Defendant and his stepmother owned in joint tenancy two adjoining lots in The Cascades, Fairfax, Marin County. One lot cost $600, and the other $400; and defendant built a small house costing about $1,000 on one of the lots. In March 1947 defendant agreed in writing with his stepbrother that if defendant survived his stepmother, he would deed the two lots to his stepbrother, reserving to himself a life estate, and the stepbrother would keep the house in repair and do certain other things. About a month later the parties signed a memorandum confirming their previous agreement. The stepmother died soon thereafter.

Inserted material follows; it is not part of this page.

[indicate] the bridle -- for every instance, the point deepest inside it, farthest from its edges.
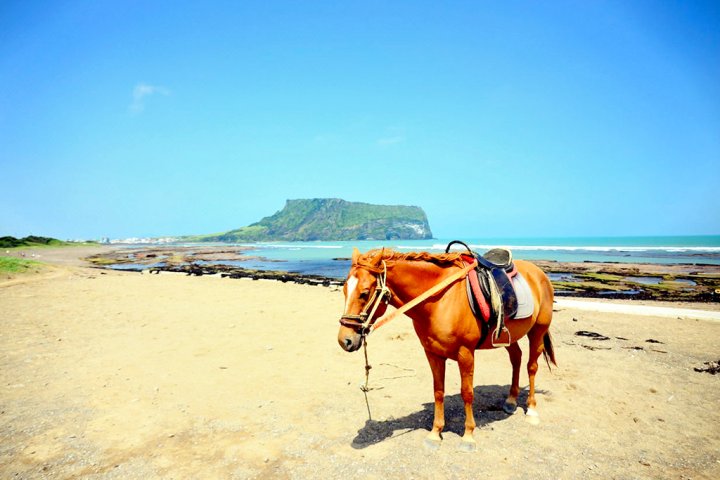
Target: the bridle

On April 17, 1950, at the suggestion of a fellow employee defendant went to plaintiff’s office to consult with plaintiff concerning his rights in the property in the face of the two agreements which he had entered into with his stepbrother. At that time defendant outlined the situation to plaintiff and left copies of the two agreements with plaintiff for the purpose, according to plaintiff’s testimony, of plaintiff giving his thought and consideration to them “and also to determine at his [defendant’s] request the basis upon which I [plaintiff] could undertake the matter.” On April 20, 1950, plaintiff sent a letter to defendant in which he informed defendant that he would represent him in the matter for a $500 retainer fee and a reasonable fee for his services. Defendant advised plaintiff that he was unable to arrange for a retainer of $500 but could procure a retainer of $250; and after further negotiations the parties agreed orally to an arrangement for a $250 retainer and a one-third contingent fee, with the $250 retainer to be included in calculating the one-third. Defend
[216]
ant told plaintiff that he would have to procure the $250 and left with the understanding that plaintiff would in the meantime proceed as far as he could; and thereafter plaintiff did some preliminary work, including the procuring of a certified copy of the stepmother’s death certificate. On May 9, 1950, plaintiff sent another letter to defendant enclosing a certified copy of the death certificate and adding: “As soon as you have the retainer, come in with it and I shall execute the agreement I have prepared.” On May 19, 1950, defendant, who had redeemed certain savings bonds, called at plaintiff’s office with a U.S. Treasury check for $274.50 (the proceeds of the bonds) and delivered this check to plaintiff, and plaintiff gave defendant the difference between the $274.50 cheek and $250. On May 23, 1950, defendant called again at plaintiff’s office and the contingent fee agreement which had been prepared by plaintiff was signed.